The Interplay of Protein Aggregation, Genetics, and Oxidative Stress in Alzheimer's Disease: Role for Natural Antioxidants and Immunotherapeutics

Abstract

Alzheimer's disease (AD) is a progressive neurodegenerative disorder that comprises amyloid-beta protein (A beta) as a main component of neuritic plaques. Its deposition is considered a trigger for AD pathogenesis, progression, and the clinical symptoms of cognitive impairment. Some distinct pathological features of AD include phosphorylation of tau protein, oxidative stress, and mitochondrial dysfunction. These pathological consequences tend to produce reactive oxygen species (ROS), resulting in the dysregulation of various signaling pathways of neuroinflammation and neurodegeneration. The relationship between the A beta cascade and oxidative stress in AD pathogenesis is like a "chicken and egg" story, with the etiology of the disease regarding these two factors remaining a question of "which comes first." However, in this review, we have tried our best to clarify the interconnection between these two mechanisms and to show the precise cause-and-effect relationship. Based on the above hallmarks of AD, several therapeutic strategies using natural antioxidants, monoclonal antibodies, and vaccines are employed as anti-A beta therapy to decrease ROS, A beta burden, chronic neuroinflammation, and synaptic failure.

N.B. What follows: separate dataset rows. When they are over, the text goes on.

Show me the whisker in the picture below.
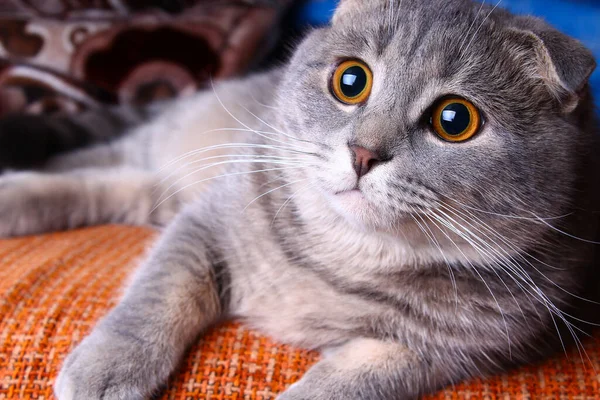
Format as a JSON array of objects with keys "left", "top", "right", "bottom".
[
  {"left": 424, "top": 209, "right": 514, "bottom": 356},
  {"left": 150, "top": 165, "right": 307, "bottom": 214},
  {"left": 458, "top": 0, "right": 485, "bottom": 54},
  {"left": 156, "top": 158, "right": 316, "bottom": 202},
  {"left": 432, "top": 205, "right": 598, "bottom": 368},
  {"left": 433, "top": 208, "right": 591, "bottom": 364},
  {"left": 428, "top": 210, "right": 530, "bottom": 357},
  {"left": 432, "top": 207, "right": 547, "bottom": 331},
  {"left": 534, "top": 214, "right": 600, "bottom": 245},
  {"left": 243, "top": 178, "right": 308, "bottom": 212},
  {"left": 442, "top": 202, "right": 600, "bottom": 305},
  {"left": 210, "top": 78, "right": 314, "bottom": 150},
  {"left": 461, "top": 0, "right": 502, "bottom": 56},
  {"left": 442, "top": 194, "right": 572, "bottom": 221},
  {"left": 435, "top": 207, "right": 574, "bottom": 306},
  {"left": 237, "top": 103, "right": 315, "bottom": 145},
  {"left": 271, "top": 181, "right": 315, "bottom": 226},
  {"left": 410, "top": 208, "right": 460, "bottom": 312},
  {"left": 437, "top": 204, "right": 555, "bottom": 328},
  {"left": 431, "top": 208, "right": 591, "bottom": 355},
  {"left": 157, "top": 153, "right": 313, "bottom": 187},
  {"left": 441, "top": 203, "right": 564, "bottom": 271},
  {"left": 248, "top": 90, "right": 279, "bottom": 110},
  {"left": 158, "top": 137, "right": 317, "bottom": 173},
  {"left": 258, "top": 174, "right": 291, "bottom": 191}
]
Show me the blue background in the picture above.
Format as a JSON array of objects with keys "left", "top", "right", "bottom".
[{"left": 293, "top": 0, "right": 600, "bottom": 102}]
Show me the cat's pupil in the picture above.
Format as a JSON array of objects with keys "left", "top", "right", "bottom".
[
  {"left": 440, "top": 102, "right": 471, "bottom": 135},
  {"left": 340, "top": 66, "right": 367, "bottom": 98}
]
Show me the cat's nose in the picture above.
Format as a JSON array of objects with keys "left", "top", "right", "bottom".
[{"left": 349, "top": 145, "right": 386, "bottom": 178}]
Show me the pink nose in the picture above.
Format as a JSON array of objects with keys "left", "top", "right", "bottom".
[{"left": 350, "top": 145, "right": 382, "bottom": 178}]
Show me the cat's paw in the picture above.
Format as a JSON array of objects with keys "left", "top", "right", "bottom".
[
  {"left": 277, "top": 381, "right": 333, "bottom": 400},
  {"left": 277, "top": 379, "right": 365, "bottom": 400},
  {"left": 54, "top": 327, "right": 166, "bottom": 400},
  {"left": 277, "top": 381, "right": 412, "bottom": 400},
  {"left": 0, "top": 173, "right": 38, "bottom": 237}
]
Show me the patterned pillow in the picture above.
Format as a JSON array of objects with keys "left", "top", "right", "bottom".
[{"left": 0, "top": 0, "right": 291, "bottom": 116}]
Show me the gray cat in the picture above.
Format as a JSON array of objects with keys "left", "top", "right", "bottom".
[{"left": 1, "top": 0, "right": 599, "bottom": 399}]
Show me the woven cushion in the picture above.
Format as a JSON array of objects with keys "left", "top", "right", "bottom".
[{"left": 1, "top": 225, "right": 599, "bottom": 399}]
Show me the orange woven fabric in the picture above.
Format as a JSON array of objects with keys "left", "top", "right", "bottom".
[{"left": 1, "top": 225, "right": 599, "bottom": 399}]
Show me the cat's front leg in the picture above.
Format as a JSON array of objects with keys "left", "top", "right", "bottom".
[
  {"left": 278, "top": 338, "right": 454, "bottom": 400},
  {"left": 54, "top": 208, "right": 229, "bottom": 400}
]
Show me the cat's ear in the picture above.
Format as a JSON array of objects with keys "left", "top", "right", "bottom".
[
  {"left": 332, "top": 0, "right": 362, "bottom": 24},
  {"left": 510, "top": 17, "right": 596, "bottom": 112}
]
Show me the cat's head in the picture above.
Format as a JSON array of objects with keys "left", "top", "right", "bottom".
[{"left": 277, "top": 0, "right": 596, "bottom": 247}]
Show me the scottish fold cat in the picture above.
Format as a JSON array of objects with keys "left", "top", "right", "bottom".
[{"left": 0, "top": 0, "right": 599, "bottom": 398}]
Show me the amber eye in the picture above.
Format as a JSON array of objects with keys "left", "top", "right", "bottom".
[
  {"left": 331, "top": 60, "right": 373, "bottom": 105},
  {"left": 430, "top": 97, "right": 481, "bottom": 142}
]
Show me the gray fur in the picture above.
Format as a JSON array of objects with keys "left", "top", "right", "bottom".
[{"left": 1, "top": 0, "right": 599, "bottom": 399}]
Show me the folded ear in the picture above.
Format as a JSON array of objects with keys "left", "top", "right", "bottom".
[
  {"left": 510, "top": 16, "right": 596, "bottom": 112},
  {"left": 332, "top": 0, "right": 363, "bottom": 24},
  {"left": 332, "top": 0, "right": 386, "bottom": 25}
]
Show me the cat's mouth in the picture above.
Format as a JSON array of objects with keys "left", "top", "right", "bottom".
[
  {"left": 334, "top": 188, "right": 365, "bottom": 201},
  {"left": 334, "top": 188, "right": 361, "bottom": 196}
]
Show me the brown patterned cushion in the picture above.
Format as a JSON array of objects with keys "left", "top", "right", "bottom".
[{"left": 0, "top": 1, "right": 290, "bottom": 115}]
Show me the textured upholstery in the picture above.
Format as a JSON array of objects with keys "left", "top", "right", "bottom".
[{"left": 1, "top": 225, "right": 599, "bottom": 399}]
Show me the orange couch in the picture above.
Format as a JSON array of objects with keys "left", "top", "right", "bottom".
[{"left": 1, "top": 225, "right": 599, "bottom": 399}]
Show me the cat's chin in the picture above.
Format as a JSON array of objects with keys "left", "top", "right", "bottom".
[
  {"left": 328, "top": 189, "right": 384, "bottom": 229},
  {"left": 326, "top": 189, "right": 413, "bottom": 234}
]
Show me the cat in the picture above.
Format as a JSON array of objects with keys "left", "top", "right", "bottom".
[{"left": 0, "top": 0, "right": 599, "bottom": 398}]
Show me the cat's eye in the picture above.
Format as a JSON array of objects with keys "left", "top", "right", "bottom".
[
  {"left": 430, "top": 97, "right": 481, "bottom": 142},
  {"left": 331, "top": 60, "right": 373, "bottom": 105}
]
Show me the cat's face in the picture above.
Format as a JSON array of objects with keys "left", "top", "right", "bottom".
[{"left": 277, "top": 0, "right": 595, "bottom": 244}]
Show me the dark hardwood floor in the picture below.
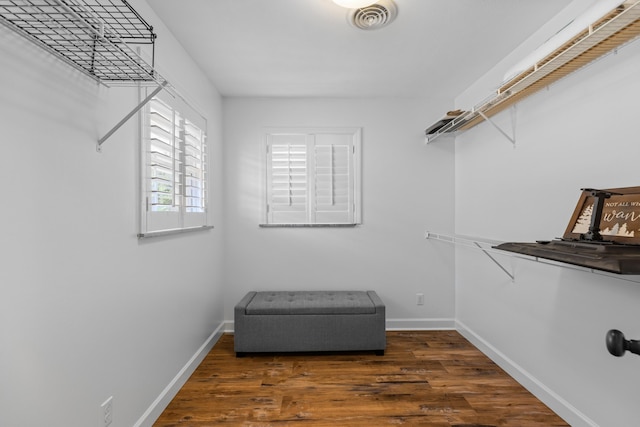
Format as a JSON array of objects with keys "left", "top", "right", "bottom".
[{"left": 153, "top": 331, "right": 569, "bottom": 426}]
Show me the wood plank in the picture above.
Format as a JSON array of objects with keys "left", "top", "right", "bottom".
[{"left": 153, "top": 331, "right": 569, "bottom": 426}]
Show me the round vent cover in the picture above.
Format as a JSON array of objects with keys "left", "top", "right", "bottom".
[{"left": 349, "top": 0, "right": 397, "bottom": 30}]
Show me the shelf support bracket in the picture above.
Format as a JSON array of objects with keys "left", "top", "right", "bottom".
[
  {"left": 97, "top": 80, "right": 168, "bottom": 152},
  {"left": 425, "top": 231, "right": 514, "bottom": 282},
  {"left": 478, "top": 108, "right": 516, "bottom": 147},
  {"left": 473, "top": 241, "right": 515, "bottom": 282}
]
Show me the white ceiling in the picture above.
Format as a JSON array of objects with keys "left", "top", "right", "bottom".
[{"left": 147, "top": 0, "right": 573, "bottom": 98}]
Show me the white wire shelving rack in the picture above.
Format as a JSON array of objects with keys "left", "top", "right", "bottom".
[
  {"left": 424, "top": 0, "right": 640, "bottom": 145},
  {"left": 0, "top": 0, "right": 175, "bottom": 150}
]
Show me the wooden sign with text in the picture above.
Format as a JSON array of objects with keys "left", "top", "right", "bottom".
[{"left": 564, "top": 186, "right": 640, "bottom": 244}]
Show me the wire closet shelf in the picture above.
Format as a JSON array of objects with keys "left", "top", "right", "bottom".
[{"left": 0, "top": 0, "right": 162, "bottom": 86}]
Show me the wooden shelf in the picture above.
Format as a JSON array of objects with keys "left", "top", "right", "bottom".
[{"left": 426, "top": 231, "right": 640, "bottom": 283}]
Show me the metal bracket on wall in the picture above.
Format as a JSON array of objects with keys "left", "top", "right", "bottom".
[
  {"left": 477, "top": 105, "right": 516, "bottom": 147},
  {"left": 424, "top": 231, "right": 515, "bottom": 282},
  {"left": 96, "top": 80, "right": 168, "bottom": 152}
]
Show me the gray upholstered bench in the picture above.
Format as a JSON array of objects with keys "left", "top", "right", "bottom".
[{"left": 234, "top": 291, "right": 386, "bottom": 356}]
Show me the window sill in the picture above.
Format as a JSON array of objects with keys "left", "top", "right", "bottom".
[{"left": 138, "top": 225, "right": 214, "bottom": 238}]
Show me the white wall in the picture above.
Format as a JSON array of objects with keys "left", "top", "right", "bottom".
[
  {"left": 222, "top": 97, "right": 456, "bottom": 329},
  {"left": 454, "top": 1, "right": 640, "bottom": 425},
  {"left": 0, "top": 1, "right": 225, "bottom": 426},
  {"left": 9, "top": 0, "right": 634, "bottom": 425}
]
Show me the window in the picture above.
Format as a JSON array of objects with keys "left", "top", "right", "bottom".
[
  {"left": 139, "top": 90, "right": 210, "bottom": 237},
  {"left": 262, "top": 128, "right": 362, "bottom": 226}
]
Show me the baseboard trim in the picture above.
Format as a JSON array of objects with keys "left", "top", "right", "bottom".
[
  {"left": 133, "top": 322, "right": 225, "bottom": 427},
  {"left": 455, "top": 320, "right": 598, "bottom": 427},
  {"left": 386, "top": 318, "right": 456, "bottom": 330},
  {"left": 223, "top": 318, "right": 456, "bottom": 333},
  {"left": 222, "top": 320, "right": 234, "bottom": 333}
]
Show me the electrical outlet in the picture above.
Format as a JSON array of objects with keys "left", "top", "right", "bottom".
[
  {"left": 416, "top": 293, "right": 424, "bottom": 306},
  {"left": 100, "top": 396, "right": 113, "bottom": 427}
]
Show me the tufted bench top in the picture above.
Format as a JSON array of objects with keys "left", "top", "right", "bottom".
[{"left": 244, "top": 291, "right": 377, "bottom": 315}]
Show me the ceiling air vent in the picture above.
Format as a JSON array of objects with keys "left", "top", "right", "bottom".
[{"left": 349, "top": 0, "right": 397, "bottom": 30}]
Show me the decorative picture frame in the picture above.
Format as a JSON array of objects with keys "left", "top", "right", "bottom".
[{"left": 563, "top": 186, "right": 640, "bottom": 244}]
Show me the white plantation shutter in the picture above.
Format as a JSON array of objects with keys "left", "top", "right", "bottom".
[
  {"left": 141, "top": 90, "right": 208, "bottom": 236},
  {"left": 313, "top": 134, "right": 353, "bottom": 224},
  {"left": 149, "top": 98, "right": 182, "bottom": 211},
  {"left": 264, "top": 128, "right": 361, "bottom": 225},
  {"left": 183, "top": 117, "right": 207, "bottom": 228},
  {"left": 266, "top": 134, "right": 310, "bottom": 224}
]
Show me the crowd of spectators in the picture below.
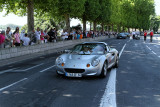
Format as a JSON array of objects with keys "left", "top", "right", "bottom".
[{"left": 0, "top": 26, "right": 117, "bottom": 49}]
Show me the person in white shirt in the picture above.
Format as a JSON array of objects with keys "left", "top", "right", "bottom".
[
  {"left": 35, "top": 27, "right": 41, "bottom": 44},
  {"left": 22, "top": 33, "right": 30, "bottom": 46},
  {"left": 20, "top": 30, "right": 25, "bottom": 40},
  {"left": 132, "top": 31, "right": 136, "bottom": 39}
]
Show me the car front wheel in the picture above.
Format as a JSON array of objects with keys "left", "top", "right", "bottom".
[
  {"left": 114, "top": 56, "right": 119, "bottom": 68},
  {"left": 100, "top": 62, "right": 108, "bottom": 78}
]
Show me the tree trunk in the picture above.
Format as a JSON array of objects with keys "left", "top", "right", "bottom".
[
  {"left": 83, "top": 17, "right": 86, "bottom": 31},
  {"left": 112, "top": 24, "right": 114, "bottom": 32},
  {"left": 27, "top": 0, "right": 34, "bottom": 34},
  {"left": 122, "top": 26, "right": 125, "bottom": 32},
  {"left": 117, "top": 25, "right": 120, "bottom": 33},
  {"left": 128, "top": 27, "right": 130, "bottom": 33},
  {"left": 90, "top": 22, "right": 92, "bottom": 31},
  {"left": 101, "top": 23, "right": 104, "bottom": 33},
  {"left": 65, "top": 14, "right": 70, "bottom": 33},
  {"left": 93, "top": 21, "right": 97, "bottom": 31}
]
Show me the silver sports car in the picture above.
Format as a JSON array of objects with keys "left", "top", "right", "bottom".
[{"left": 55, "top": 42, "right": 119, "bottom": 78}]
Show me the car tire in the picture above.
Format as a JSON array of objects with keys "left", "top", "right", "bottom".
[
  {"left": 100, "top": 62, "right": 108, "bottom": 78},
  {"left": 113, "top": 56, "right": 119, "bottom": 68}
]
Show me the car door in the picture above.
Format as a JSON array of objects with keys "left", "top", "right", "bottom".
[{"left": 107, "top": 46, "right": 116, "bottom": 67}]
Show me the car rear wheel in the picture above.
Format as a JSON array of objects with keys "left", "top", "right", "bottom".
[{"left": 100, "top": 62, "right": 108, "bottom": 78}]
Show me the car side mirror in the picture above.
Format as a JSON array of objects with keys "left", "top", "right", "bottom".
[{"left": 108, "top": 50, "right": 115, "bottom": 56}]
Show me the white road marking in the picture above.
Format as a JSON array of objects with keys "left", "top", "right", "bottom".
[
  {"left": 0, "top": 78, "right": 28, "bottom": 92},
  {"left": 146, "top": 45, "right": 159, "bottom": 56},
  {"left": 40, "top": 65, "right": 56, "bottom": 73},
  {"left": 0, "top": 69, "right": 15, "bottom": 75},
  {"left": 127, "top": 39, "right": 131, "bottom": 42},
  {"left": 100, "top": 44, "right": 127, "bottom": 107},
  {"left": 15, "top": 63, "right": 44, "bottom": 71},
  {"left": 119, "top": 44, "right": 126, "bottom": 58},
  {"left": 99, "top": 69, "right": 117, "bottom": 107},
  {"left": 152, "top": 51, "right": 157, "bottom": 55},
  {"left": 146, "top": 45, "right": 151, "bottom": 50}
]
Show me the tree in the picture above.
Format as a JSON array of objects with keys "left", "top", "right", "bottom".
[
  {"left": 54, "top": 0, "right": 86, "bottom": 33},
  {"left": 81, "top": 0, "right": 101, "bottom": 31}
]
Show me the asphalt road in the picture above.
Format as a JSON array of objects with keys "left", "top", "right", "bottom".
[{"left": 0, "top": 35, "right": 160, "bottom": 107}]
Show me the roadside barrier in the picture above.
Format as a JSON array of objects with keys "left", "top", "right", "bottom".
[{"left": 0, "top": 36, "right": 107, "bottom": 60}]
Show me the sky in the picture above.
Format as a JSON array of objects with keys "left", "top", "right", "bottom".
[{"left": 0, "top": 0, "right": 160, "bottom": 26}]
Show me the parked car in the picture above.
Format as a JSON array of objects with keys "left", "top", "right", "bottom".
[
  {"left": 124, "top": 32, "right": 130, "bottom": 37},
  {"left": 117, "top": 33, "right": 127, "bottom": 39},
  {"left": 55, "top": 42, "right": 119, "bottom": 78}
]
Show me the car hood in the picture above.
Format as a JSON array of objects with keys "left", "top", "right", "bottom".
[
  {"left": 59, "top": 54, "right": 101, "bottom": 68},
  {"left": 62, "top": 54, "right": 99, "bottom": 60}
]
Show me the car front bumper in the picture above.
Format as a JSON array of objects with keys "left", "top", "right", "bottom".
[{"left": 55, "top": 64, "right": 102, "bottom": 77}]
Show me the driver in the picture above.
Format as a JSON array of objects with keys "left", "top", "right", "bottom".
[{"left": 79, "top": 46, "right": 91, "bottom": 54}]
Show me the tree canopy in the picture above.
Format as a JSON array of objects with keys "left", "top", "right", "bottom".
[{"left": 0, "top": 0, "right": 155, "bottom": 32}]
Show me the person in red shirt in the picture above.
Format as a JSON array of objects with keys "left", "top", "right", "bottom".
[
  {"left": 144, "top": 31, "right": 147, "bottom": 41},
  {"left": 150, "top": 31, "right": 153, "bottom": 42},
  {"left": 0, "top": 30, "right": 5, "bottom": 48}
]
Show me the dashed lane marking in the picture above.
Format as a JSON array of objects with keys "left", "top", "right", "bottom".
[
  {"left": 146, "top": 45, "right": 151, "bottom": 50},
  {"left": 14, "top": 63, "right": 44, "bottom": 72},
  {"left": 0, "top": 78, "right": 28, "bottom": 92},
  {"left": 0, "top": 69, "right": 15, "bottom": 75},
  {"left": 40, "top": 65, "right": 56, "bottom": 73},
  {"left": 119, "top": 44, "right": 126, "bottom": 58},
  {"left": 152, "top": 51, "right": 157, "bottom": 55}
]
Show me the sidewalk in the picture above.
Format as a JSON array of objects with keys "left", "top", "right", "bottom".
[{"left": 0, "top": 35, "right": 115, "bottom": 67}]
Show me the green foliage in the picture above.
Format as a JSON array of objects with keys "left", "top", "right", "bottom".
[{"left": 0, "top": 0, "right": 156, "bottom": 31}]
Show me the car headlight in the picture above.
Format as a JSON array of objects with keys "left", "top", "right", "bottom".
[
  {"left": 56, "top": 57, "right": 63, "bottom": 65},
  {"left": 91, "top": 59, "right": 100, "bottom": 67}
]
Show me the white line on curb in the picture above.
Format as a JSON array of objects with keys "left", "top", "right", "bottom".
[
  {"left": 40, "top": 65, "right": 56, "bottom": 73},
  {"left": 0, "top": 78, "right": 28, "bottom": 92},
  {"left": 15, "top": 63, "right": 44, "bottom": 71},
  {"left": 99, "top": 69, "right": 117, "bottom": 107},
  {"left": 119, "top": 44, "right": 126, "bottom": 58}
]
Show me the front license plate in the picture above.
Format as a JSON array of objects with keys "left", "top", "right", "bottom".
[{"left": 65, "top": 73, "right": 82, "bottom": 77}]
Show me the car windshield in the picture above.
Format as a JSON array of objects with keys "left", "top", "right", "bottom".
[{"left": 71, "top": 44, "right": 105, "bottom": 55}]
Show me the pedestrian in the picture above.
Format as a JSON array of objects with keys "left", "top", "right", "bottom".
[
  {"left": 144, "top": 31, "right": 147, "bottom": 41},
  {"left": 29, "top": 29, "right": 37, "bottom": 45},
  {"left": 48, "top": 28, "right": 55, "bottom": 42},
  {"left": 43, "top": 29, "right": 49, "bottom": 43},
  {"left": 80, "top": 31, "right": 83, "bottom": 39},
  {"left": 5, "top": 30, "right": 12, "bottom": 48},
  {"left": 6, "top": 27, "right": 13, "bottom": 47},
  {"left": 0, "top": 30, "right": 5, "bottom": 48},
  {"left": 52, "top": 28, "right": 57, "bottom": 42},
  {"left": 22, "top": 33, "right": 30, "bottom": 46},
  {"left": 13, "top": 27, "right": 20, "bottom": 46},
  {"left": 40, "top": 29, "right": 44, "bottom": 44},
  {"left": 35, "top": 27, "right": 41, "bottom": 44},
  {"left": 132, "top": 31, "right": 136, "bottom": 39},
  {"left": 150, "top": 31, "right": 153, "bottom": 42}
]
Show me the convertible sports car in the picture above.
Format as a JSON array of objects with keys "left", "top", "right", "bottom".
[{"left": 55, "top": 42, "right": 119, "bottom": 78}]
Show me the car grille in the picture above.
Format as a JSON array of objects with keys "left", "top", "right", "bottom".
[{"left": 65, "top": 68, "right": 85, "bottom": 73}]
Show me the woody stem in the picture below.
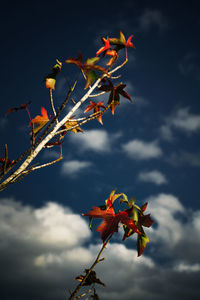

These natural antioxidants and immunotherapeutics have demonstrated significant neuroprotective effects and symptomatic relief in various in vitro and in vivo models, as well as in clinical trials for AD. However, none of them have received final approval to enter the drug market for mitigating AD. In this review, we extensively elaborate on the pitfalls, assurances, and important crosstalk between oxidative stress and A beta concerning current anti-A beta therapy. Additionally, we discuss future strategies for the development of more A beta-targeted approaches and the optimization of AD treatment and mitigation.